Freddie Gibbs might be one of the coldest, gangsta rappers in the game right now, and one of the genre's most diverse. Someone with his hood pedigree would normally shun working with an overly-passionate, strange recluse like Madlib; however, he has managed to incorporate his brand of gun-toting, brick selling, womanizing ways with the Beat Konducta's otherworldly, dusty sample based production to create nearly perfect sound. A perusal through one of his many free mixtapes, will display a rapper who neither cowards while facing an unorthodox topic nor runs away from the possibility of picking up a murder charge.
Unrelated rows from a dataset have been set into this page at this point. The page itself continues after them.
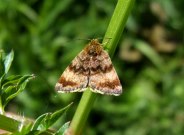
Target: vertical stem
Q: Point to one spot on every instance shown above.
(114, 31)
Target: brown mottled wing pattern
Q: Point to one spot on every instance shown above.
(104, 79)
(74, 78)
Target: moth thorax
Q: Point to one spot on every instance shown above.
(94, 49)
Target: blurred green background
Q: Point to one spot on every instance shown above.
(149, 61)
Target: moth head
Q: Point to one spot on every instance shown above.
(94, 48)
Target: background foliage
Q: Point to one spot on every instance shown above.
(149, 61)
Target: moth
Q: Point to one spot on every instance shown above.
(91, 68)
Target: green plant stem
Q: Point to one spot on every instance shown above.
(114, 32)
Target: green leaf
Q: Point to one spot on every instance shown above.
(8, 61)
(14, 88)
(1, 63)
(145, 49)
(43, 122)
(62, 130)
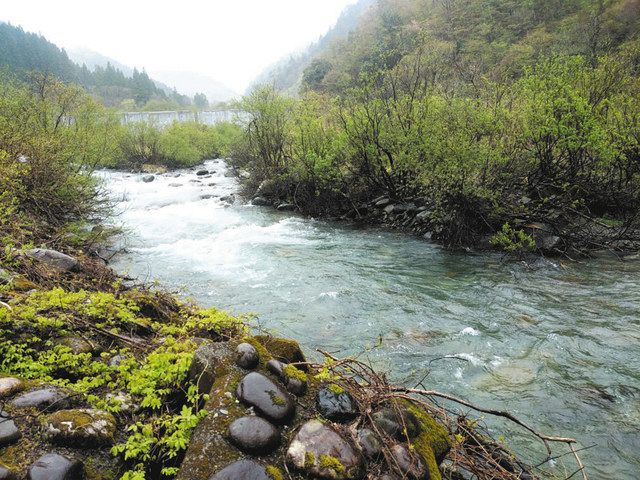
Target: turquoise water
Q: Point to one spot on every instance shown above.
(557, 344)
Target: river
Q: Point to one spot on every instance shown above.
(556, 343)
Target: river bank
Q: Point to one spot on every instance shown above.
(554, 340)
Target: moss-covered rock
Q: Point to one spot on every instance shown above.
(86, 428)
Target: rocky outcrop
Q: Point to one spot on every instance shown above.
(88, 428)
(53, 259)
(319, 451)
(56, 467)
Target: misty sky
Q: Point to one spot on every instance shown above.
(230, 40)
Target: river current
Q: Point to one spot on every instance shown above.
(556, 343)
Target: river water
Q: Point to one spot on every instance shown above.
(556, 343)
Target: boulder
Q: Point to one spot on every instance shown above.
(49, 398)
(335, 404)
(247, 356)
(261, 202)
(207, 360)
(9, 433)
(80, 428)
(283, 349)
(394, 421)
(56, 467)
(269, 399)
(254, 435)
(319, 451)
(242, 470)
(9, 386)
(52, 258)
(369, 443)
(287, 207)
(409, 463)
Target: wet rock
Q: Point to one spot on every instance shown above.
(247, 356)
(297, 386)
(318, 450)
(409, 463)
(287, 207)
(56, 467)
(254, 435)
(207, 359)
(393, 422)
(9, 386)
(43, 399)
(52, 258)
(283, 349)
(369, 443)
(9, 433)
(336, 405)
(269, 399)
(76, 344)
(80, 428)
(242, 470)
(5, 277)
(261, 202)
(6, 474)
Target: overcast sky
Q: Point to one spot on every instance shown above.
(230, 40)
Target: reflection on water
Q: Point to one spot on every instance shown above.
(558, 345)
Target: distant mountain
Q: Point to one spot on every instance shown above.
(286, 74)
(191, 83)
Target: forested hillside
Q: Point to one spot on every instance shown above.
(473, 122)
(22, 53)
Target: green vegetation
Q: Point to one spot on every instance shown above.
(177, 146)
(466, 109)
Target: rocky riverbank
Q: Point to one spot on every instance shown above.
(100, 380)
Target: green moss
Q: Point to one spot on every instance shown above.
(332, 463)
(274, 472)
(291, 371)
(433, 442)
(335, 388)
(309, 460)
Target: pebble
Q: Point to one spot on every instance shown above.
(247, 356)
(338, 407)
(254, 435)
(269, 399)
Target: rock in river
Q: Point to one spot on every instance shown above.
(56, 260)
(9, 433)
(56, 467)
(336, 405)
(318, 450)
(81, 428)
(409, 463)
(247, 356)
(242, 470)
(254, 435)
(45, 398)
(269, 399)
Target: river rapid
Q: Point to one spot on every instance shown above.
(556, 343)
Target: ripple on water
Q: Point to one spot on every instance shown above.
(559, 345)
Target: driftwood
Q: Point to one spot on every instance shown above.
(473, 450)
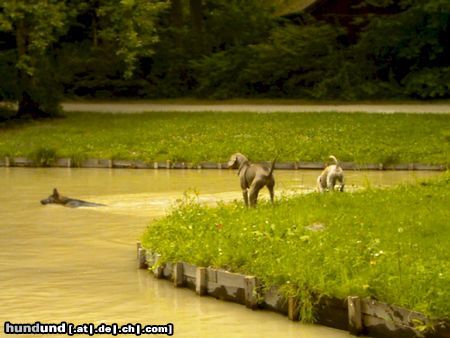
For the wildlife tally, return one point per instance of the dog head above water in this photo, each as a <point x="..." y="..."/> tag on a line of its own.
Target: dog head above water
<point x="54" y="198"/>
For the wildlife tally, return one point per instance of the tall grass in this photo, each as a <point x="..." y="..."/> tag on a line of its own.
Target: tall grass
<point x="195" y="137"/>
<point x="390" y="244"/>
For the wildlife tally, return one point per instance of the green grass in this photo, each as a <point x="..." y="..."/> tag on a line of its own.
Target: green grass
<point x="194" y="137"/>
<point x="390" y="244"/>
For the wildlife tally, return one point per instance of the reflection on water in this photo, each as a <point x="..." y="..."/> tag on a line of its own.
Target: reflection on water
<point x="78" y="265"/>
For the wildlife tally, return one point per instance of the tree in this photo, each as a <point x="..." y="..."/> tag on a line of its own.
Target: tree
<point x="37" y="26"/>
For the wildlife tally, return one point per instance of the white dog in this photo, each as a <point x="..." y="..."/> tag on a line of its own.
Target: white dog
<point x="329" y="176"/>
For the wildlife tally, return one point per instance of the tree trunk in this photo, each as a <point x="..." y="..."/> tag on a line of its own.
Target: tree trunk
<point x="176" y="13"/>
<point x="28" y="107"/>
<point x="195" y="8"/>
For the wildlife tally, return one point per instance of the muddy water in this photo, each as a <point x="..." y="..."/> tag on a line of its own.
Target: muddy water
<point x="78" y="265"/>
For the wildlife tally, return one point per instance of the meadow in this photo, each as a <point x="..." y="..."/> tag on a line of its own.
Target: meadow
<point x="388" y="244"/>
<point x="196" y="137"/>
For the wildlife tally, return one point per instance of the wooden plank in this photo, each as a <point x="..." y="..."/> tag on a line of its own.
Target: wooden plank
<point x="273" y="300"/>
<point x="179" y="165"/>
<point x="230" y="279"/>
<point x="142" y="262"/>
<point x="251" y="296"/>
<point x="293" y="308"/>
<point x="138" y="246"/>
<point x="201" y="281"/>
<point x="22" y="162"/>
<point x="62" y="163"/>
<point x="211" y="275"/>
<point x="354" y="315"/>
<point x="348" y="165"/>
<point x="332" y="312"/>
<point x="189" y="270"/>
<point x="370" y="166"/>
<point x="228" y="293"/>
<point x="421" y="166"/>
<point x="208" y="165"/>
<point x="140" y="165"/>
<point x="167" y="271"/>
<point x="122" y="164"/>
<point x="391" y="313"/>
<point x="158" y="270"/>
<point x="178" y="280"/>
<point x="377" y="327"/>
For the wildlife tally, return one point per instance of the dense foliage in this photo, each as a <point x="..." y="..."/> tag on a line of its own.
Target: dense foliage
<point x="222" y="49"/>
<point x="394" y="248"/>
<point x="195" y="137"/>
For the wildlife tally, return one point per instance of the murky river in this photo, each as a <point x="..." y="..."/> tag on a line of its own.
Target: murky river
<point x="78" y="265"/>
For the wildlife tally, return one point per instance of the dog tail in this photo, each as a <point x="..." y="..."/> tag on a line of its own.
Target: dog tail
<point x="272" y="166"/>
<point x="334" y="159"/>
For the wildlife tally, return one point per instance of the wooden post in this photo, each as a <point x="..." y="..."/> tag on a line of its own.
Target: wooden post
<point x="355" y="326"/>
<point x="158" y="271"/>
<point x="293" y="308"/>
<point x="200" y="281"/>
<point x="178" y="274"/>
<point x="251" y="299"/>
<point x="142" y="263"/>
<point x="138" y="246"/>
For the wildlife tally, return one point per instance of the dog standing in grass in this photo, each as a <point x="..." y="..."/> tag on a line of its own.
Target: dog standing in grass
<point x="253" y="177"/>
<point x="330" y="176"/>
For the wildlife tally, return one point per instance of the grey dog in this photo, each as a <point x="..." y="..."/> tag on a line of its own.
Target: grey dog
<point x="56" y="198"/>
<point x="252" y="178"/>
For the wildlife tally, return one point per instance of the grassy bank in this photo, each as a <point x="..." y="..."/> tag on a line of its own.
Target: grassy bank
<point x="194" y="137"/>
<point x="388" y="244"/>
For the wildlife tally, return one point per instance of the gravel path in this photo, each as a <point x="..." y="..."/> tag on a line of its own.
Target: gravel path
<point x="262" y="108"/>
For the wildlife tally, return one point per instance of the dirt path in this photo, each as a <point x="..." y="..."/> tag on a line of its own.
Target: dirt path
<point x="262" y="108"/>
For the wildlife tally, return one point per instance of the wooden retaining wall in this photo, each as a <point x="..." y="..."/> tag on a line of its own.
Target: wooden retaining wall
<point x="106" y="163"/>
<point x="359" y="316"/>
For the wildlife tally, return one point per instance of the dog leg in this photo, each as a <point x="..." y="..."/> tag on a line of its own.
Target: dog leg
<point x="270" y="186"/>
<point x="254" y="191"/>
<point x="331" y="182"/>
<point x="341" y="188"/>
<point x="245" y="195"/>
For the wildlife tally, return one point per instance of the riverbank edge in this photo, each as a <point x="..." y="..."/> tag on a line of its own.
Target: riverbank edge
<point x="136" y="164"/>
<point x="359" y="316"/>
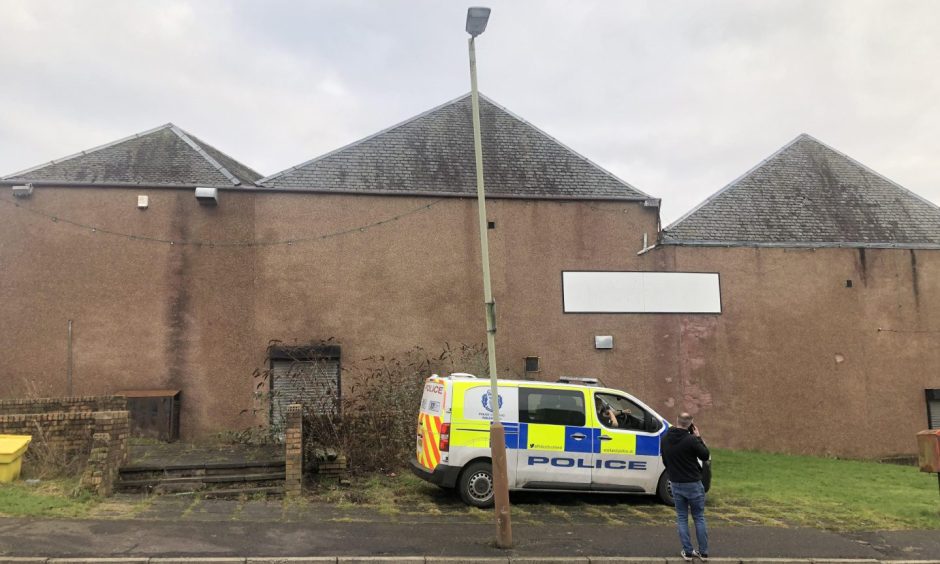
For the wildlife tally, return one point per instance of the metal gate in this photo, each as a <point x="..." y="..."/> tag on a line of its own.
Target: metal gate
<point x="933" y="408"/>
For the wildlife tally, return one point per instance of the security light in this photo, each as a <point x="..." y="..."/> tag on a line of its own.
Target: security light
<point x="476" y="20"/>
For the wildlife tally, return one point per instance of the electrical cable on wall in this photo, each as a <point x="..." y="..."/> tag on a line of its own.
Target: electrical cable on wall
<point x="286" y="242"/>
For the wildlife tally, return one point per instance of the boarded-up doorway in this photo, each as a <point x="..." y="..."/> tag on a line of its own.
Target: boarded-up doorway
<point x="309" y="376"/>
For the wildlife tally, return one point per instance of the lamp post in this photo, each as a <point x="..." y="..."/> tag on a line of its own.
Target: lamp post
<point x="476" y="23"/>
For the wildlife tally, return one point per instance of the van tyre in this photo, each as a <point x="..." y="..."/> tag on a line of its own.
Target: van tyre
<point x="664" y="490"/>
<point x="476" y="484"/>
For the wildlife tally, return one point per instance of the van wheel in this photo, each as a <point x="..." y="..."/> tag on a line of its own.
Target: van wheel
<point x="664" y="490"/>
<point x="476" y="484"/>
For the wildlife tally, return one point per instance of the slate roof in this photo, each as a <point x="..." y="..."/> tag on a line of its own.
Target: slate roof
<point x="166" y="155"/>
<point x="810" y="195"/>
<point x="433" y="153"/>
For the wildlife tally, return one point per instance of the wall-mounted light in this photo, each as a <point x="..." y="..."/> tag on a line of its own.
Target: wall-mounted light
<point x="207" y="196"/>
<point x="603" y="341"/>
<point x="532" y="364"/>
<point x="22" y="191"/>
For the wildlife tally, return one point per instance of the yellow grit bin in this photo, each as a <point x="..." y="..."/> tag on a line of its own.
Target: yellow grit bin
<point x="12" y="448"/>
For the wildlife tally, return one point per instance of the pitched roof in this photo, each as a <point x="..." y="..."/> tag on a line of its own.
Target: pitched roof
<point x="433" y="153"/>
<point x="810" y="195"/>
<point x="166" y="155"/>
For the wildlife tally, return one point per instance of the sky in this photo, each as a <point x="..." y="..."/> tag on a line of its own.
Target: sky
<point x="677" y="98"/>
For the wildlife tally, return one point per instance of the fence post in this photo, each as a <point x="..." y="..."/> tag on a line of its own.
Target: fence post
<point x="294" y="451"/>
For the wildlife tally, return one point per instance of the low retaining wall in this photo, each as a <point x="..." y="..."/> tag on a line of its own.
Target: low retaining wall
<point x="54" y="405"/>
<point x="92" y="429"/>
<point x="108" y="451"/>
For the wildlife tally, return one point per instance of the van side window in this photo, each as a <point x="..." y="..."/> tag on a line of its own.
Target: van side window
<point x="630" y="416"/>
<point x="551" y="407"/>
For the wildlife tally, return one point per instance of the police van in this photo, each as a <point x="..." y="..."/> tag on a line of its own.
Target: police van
<point x="570" y="435"/>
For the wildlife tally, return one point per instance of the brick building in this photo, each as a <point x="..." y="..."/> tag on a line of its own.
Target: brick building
<point x="376" y="246"/>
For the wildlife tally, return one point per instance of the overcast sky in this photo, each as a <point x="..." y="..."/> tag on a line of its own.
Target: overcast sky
<point x="678" y="98"/>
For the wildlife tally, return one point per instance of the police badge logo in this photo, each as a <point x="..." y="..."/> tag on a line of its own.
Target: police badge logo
<point x="488" y="401"/>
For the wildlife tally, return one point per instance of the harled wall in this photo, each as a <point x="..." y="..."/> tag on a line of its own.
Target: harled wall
<point x="796" y="362"/>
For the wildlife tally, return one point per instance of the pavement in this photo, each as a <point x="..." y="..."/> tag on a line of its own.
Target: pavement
<point x="152" y="540"/>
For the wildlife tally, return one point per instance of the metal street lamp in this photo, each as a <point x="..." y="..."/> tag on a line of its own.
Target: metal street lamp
<point x="476" y="23"/>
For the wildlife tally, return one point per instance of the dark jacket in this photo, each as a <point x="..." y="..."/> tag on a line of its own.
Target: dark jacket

It is a unique sound that is incredibly entertaining and fun to listen to.
His latest single, "One Eight Seven", demonstrates this duality impressively. The title is clearly a reference to the Police code for a homicide, and over the years it has become this subgenre's lucky numbers. You would expect that with such a rugged and dark title that the track would be about handling one's enemies or chasing down haters, however, your assumption would lead you the wrong way. Instead, in a remarkable feat of literary wit and charm, the song is closer to a love song. Gibbs discusses how the girls body might catch a case because it makes him feel so good, which could ultimately result in his untimely demise. Rather be the hardcore gangsta, he takes a more relaxed role and makes it all about the fine women, who have the ability to woo any man.
Unsurprisingly, beautiful women dominate majority of the scenes in the visuals, almost straight jacking screen time. Scantily clad modals strike fierce poses, while wielding dangerous firearms (whether that be guns or an incredible posterior, following Gibbs logic). Problem makes an appearance, but his infectious adlib plays a much larger role in the video than even he does. Both he and Gibbs are playing second fiddle to the powerful women that are being discussed in the song, which isn't the worst thing in the world.
Gangsta Gibbs is worthy of his nickname, no matter how creative he is, at any point he might decide to call up his hitters. However, his appreciation and knack for going a little left of center, makes him sound different and it is greatly appreciated. He has a load of music, but majority of it is quality, so its well worth your time.